Is there any way on XP Home to set permissions on a network drive so that only remote users can access a certain folder on the drive but no one else can? Thanks


----------



## johnwill (Sep 26, 2002)

Can you explain a bit better what you're trying to do? You don't want local users to access the file? How "remote" are these users, on the same network, or across the Internet?


----------



## dj913 (Jan 13, 2005)

It would be on the network. I want ONLY the remote wireless computer to be able to access a folder on the network drive.


----------



## oldmn (Oct 16, 2005)

From what you are asking.
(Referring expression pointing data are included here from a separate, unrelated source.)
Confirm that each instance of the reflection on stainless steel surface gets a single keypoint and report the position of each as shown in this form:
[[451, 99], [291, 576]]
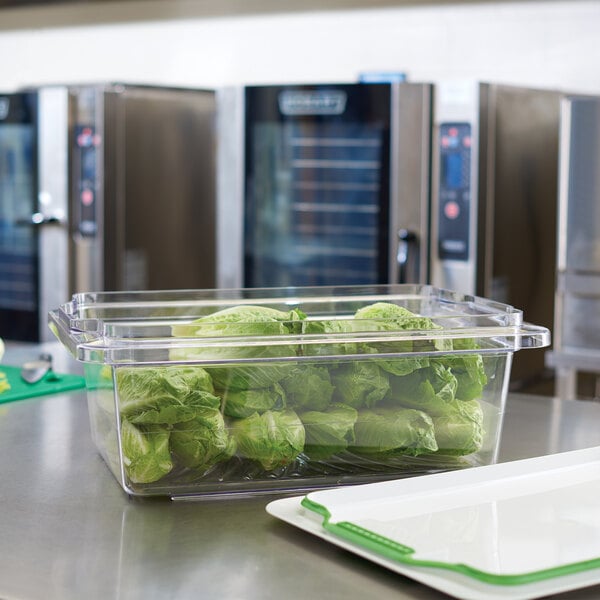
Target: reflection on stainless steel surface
[[69, 532], [92, 541]]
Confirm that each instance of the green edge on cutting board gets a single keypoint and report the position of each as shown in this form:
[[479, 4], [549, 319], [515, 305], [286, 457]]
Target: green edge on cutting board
[[51, 383], [400, 553]]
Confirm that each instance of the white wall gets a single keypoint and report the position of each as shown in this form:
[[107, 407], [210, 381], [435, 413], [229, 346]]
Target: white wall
[[543, 44]]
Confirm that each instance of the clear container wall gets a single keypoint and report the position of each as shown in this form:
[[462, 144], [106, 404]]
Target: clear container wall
[[178, 429]]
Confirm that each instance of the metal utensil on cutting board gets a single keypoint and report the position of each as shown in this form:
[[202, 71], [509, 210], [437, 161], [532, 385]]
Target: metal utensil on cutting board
[[35, 370]]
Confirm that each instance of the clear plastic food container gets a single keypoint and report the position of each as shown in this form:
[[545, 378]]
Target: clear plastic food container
[[197, 393]]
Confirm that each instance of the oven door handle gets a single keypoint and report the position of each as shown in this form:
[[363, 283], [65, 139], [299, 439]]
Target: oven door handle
[[38, 219], [408, 244]]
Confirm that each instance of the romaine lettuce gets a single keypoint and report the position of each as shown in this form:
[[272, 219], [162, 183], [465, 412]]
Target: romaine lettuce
[[328, 432], [274, 439], [308, 387], [163, 394], [359, 383], [146, 454], [241, 321], [390, 432], [202, 442], [243, 403]]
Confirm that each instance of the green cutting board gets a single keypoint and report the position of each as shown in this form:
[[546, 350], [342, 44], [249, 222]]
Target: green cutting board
[[51, 383]]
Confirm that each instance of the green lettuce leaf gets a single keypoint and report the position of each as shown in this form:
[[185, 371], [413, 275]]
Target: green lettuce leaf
[[146, 455], [163, 394], [332, 347], [428, 389], [243, 321], [308, 387], [274, 439], [243, 403], [385, 433], [460, 431], [203, 441], [328, 432], [468, 369], [359, 383]]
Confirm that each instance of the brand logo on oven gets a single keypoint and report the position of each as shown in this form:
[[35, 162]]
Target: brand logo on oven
[[320, 102], [4, 106]]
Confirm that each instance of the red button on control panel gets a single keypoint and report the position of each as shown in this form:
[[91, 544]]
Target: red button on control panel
[[451, 210]]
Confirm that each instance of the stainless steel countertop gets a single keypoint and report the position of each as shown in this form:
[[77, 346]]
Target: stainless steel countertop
[[68, 531]]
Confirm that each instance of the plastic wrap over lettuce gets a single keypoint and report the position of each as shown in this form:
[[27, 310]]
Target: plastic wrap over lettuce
[[407, 398]]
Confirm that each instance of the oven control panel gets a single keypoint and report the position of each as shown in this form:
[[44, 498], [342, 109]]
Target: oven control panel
[[454, 191]]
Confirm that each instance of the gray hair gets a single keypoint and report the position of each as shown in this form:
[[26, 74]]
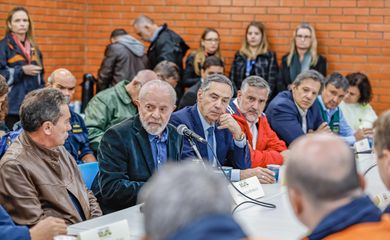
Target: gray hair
[[337, 80], [255, 81], [142, 20], [216, 78], [180, 193], [322, 167], [40, 106], [162, 85], [309, 74]]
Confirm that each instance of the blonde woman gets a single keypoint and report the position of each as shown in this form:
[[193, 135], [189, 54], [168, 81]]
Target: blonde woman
[[209, 46], [254, 57], [20, 61], [303, 56]]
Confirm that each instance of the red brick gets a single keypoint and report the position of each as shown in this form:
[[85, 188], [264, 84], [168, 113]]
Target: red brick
[[303, 11], [353, 27], [280, 10], [343, 19], [254, 10], [267, 3], [329, 11], [242, 3], [379, 27], [292, 3], [208, 9], [344, 3], [235, 10], [355, 11], [371, 3]]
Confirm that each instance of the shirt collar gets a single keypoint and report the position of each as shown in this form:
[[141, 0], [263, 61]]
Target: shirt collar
[[163, 138], [205, 124], [330, 111]]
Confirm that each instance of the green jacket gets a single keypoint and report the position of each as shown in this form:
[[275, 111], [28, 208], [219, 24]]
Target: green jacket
[[106, 109]]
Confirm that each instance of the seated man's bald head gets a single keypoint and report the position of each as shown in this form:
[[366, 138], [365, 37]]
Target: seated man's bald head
[[322, 167]]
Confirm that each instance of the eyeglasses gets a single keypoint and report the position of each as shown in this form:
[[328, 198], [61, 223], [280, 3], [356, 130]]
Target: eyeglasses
[[212, 40], [304, 37]]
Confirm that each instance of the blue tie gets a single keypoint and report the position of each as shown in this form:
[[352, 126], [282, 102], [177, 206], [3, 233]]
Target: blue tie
[[210, 147]]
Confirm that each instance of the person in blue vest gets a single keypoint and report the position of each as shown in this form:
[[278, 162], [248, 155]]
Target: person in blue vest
[[336, 86], [43, 230], [77, 143]]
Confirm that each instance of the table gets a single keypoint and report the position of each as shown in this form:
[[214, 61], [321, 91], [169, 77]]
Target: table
[[279, 223]]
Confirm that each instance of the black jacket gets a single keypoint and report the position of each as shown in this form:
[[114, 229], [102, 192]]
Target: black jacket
[[12, 60], [122, 60], [284, 75], [167, 46], [266, 66], [126, 163]]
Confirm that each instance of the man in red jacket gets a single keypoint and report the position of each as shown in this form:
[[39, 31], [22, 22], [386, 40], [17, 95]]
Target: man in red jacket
[[266, 147]]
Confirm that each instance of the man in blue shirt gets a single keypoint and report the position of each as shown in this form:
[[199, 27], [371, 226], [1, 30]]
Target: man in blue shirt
[[77, 143], [336, 86], [131, 151], [45, 229]]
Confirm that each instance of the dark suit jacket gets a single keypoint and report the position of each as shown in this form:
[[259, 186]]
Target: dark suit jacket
[[285, 120], [126, 163], [228, 153], [189, 98]]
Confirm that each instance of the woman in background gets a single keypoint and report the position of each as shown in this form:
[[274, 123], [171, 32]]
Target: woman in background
[[303, 56], [20, 61], [3, 105], [356, 104], [254, 57], [209, 46]]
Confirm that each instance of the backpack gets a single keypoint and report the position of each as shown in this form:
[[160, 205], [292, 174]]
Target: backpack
[[7, 139]]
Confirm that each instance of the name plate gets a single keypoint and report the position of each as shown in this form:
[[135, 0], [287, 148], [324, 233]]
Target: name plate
[[362, 145], [250, 187], [114, 231]]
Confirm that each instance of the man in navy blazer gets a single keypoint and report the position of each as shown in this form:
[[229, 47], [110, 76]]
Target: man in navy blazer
[[226, 136], [293, 113]]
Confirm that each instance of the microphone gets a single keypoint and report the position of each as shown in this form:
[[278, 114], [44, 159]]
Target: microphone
[[185, 131]]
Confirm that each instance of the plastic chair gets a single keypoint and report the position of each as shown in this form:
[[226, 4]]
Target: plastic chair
[[88, 172]]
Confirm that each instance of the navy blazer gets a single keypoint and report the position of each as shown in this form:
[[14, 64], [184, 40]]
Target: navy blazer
[[285, 120], [126, 163], [228, 153]]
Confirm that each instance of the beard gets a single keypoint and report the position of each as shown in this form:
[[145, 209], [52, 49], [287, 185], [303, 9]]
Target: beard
[[153, 130]]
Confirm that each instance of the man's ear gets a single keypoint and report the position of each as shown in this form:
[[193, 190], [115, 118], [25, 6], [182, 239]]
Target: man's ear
[[386, 158], [47, 127], [296, 201], [137, 103], [199, 95]]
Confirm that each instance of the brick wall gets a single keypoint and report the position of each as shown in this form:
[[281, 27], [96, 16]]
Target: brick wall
[[353, 35]]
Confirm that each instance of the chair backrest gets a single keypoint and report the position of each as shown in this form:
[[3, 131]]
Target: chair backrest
[[88, 172]]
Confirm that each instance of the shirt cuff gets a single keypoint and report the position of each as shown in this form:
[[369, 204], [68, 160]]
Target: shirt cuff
[[240, 144], [235, 175]]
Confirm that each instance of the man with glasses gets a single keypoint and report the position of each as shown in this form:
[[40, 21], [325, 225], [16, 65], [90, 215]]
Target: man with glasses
[[293, 113], [336, 86]]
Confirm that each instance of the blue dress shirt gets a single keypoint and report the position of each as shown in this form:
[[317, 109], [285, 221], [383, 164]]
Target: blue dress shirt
[[346, 132]]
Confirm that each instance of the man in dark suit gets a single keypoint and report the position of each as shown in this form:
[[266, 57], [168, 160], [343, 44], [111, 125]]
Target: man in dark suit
[[293, 113], [212, 65], [208, 118], [131, 151], [165, 44]]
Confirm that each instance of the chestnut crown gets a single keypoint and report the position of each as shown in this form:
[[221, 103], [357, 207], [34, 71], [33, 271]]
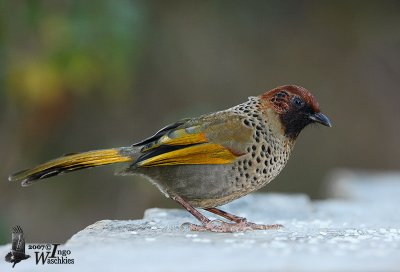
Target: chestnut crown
[[296, 107]]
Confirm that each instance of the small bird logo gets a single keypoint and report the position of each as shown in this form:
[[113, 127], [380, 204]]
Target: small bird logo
[[17, 252]]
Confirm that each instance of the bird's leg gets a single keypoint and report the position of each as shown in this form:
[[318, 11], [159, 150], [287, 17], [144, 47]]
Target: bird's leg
[[241, 222], [204, 220]]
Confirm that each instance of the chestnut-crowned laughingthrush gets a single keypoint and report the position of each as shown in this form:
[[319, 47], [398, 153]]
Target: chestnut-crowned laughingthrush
[[210, 160]]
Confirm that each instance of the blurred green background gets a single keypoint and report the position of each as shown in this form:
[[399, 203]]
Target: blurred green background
[[81, 75]]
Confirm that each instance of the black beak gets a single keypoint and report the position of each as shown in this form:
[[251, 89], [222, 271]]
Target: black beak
[[320, 118]]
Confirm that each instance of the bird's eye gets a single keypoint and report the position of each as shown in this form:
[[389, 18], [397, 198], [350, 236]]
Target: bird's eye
[[297, 101]]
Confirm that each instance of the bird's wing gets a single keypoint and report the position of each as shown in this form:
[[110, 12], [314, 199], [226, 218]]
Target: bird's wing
[[214, 139], [18, 240]]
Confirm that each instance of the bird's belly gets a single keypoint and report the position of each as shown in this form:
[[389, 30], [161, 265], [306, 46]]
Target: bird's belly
[[206, 186]]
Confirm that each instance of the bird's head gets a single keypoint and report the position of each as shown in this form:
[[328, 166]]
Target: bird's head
[[296, 108]]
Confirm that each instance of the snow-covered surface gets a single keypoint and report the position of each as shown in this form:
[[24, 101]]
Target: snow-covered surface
[[359, 233]]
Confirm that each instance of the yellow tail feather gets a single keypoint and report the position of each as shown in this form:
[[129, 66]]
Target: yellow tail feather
[[70, 163]]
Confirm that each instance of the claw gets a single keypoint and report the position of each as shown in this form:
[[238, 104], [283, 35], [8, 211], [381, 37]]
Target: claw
[[225, 227]]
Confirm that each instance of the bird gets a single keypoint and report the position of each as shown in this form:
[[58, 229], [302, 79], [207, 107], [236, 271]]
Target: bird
[[17, 252], [210, 160]]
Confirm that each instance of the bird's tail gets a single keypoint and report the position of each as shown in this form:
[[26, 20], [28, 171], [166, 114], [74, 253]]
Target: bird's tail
[[71, 162]]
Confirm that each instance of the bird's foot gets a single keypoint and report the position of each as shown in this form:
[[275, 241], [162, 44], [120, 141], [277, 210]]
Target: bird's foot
[[223, 227]]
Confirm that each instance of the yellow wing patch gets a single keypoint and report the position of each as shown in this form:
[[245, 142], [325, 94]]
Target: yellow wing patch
[[207, 153], [178, 137]]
I get that you want the laptop to only have access to a single folder on the network drive?
If that is so then you should be able (In my computer tools. map network drive, in the box enter a drive letter ( if your laptop has C: and D: then you can make it E I use I: in the other box enter the drive and folder. Example: \\193.0.0.1\share\folder. I believe this will only allow access to this folder.


----------



## dj913 (Jan 13, 2005)

Well if i was going to do that, that would only restrict access to the mapped drive but the folder would still be there though right, available for everyone to access?


----------



## sir subaru (Jul 7, 2003)

Hmm, my memory is foggy here but is advanced file/folder sharing even possible with the Home version of Windows XP?


----------



## Resolution (Sep 17, 2005)

I assume this could be done with local and shared permissions.


----------



## Terrister (Apr 18, 2005)

Take a look at this. See if it helps.
http://support.microsoft.com/default.aspx?scid=kb;en-us;304040


----------



## dj913 (Jan 13, 2005)

Thanks for everyones help, i found a program called File Security Manager that did the job.


----------



## Smi1ey (Nov 12, 2005)

djw2009913 said:


> Thanks for everyones help, i found a program called File Security Manager that did the job.


It really works - I use this UNGSoft's tool at my laptop and even think that I'll register this useful ulility.


----------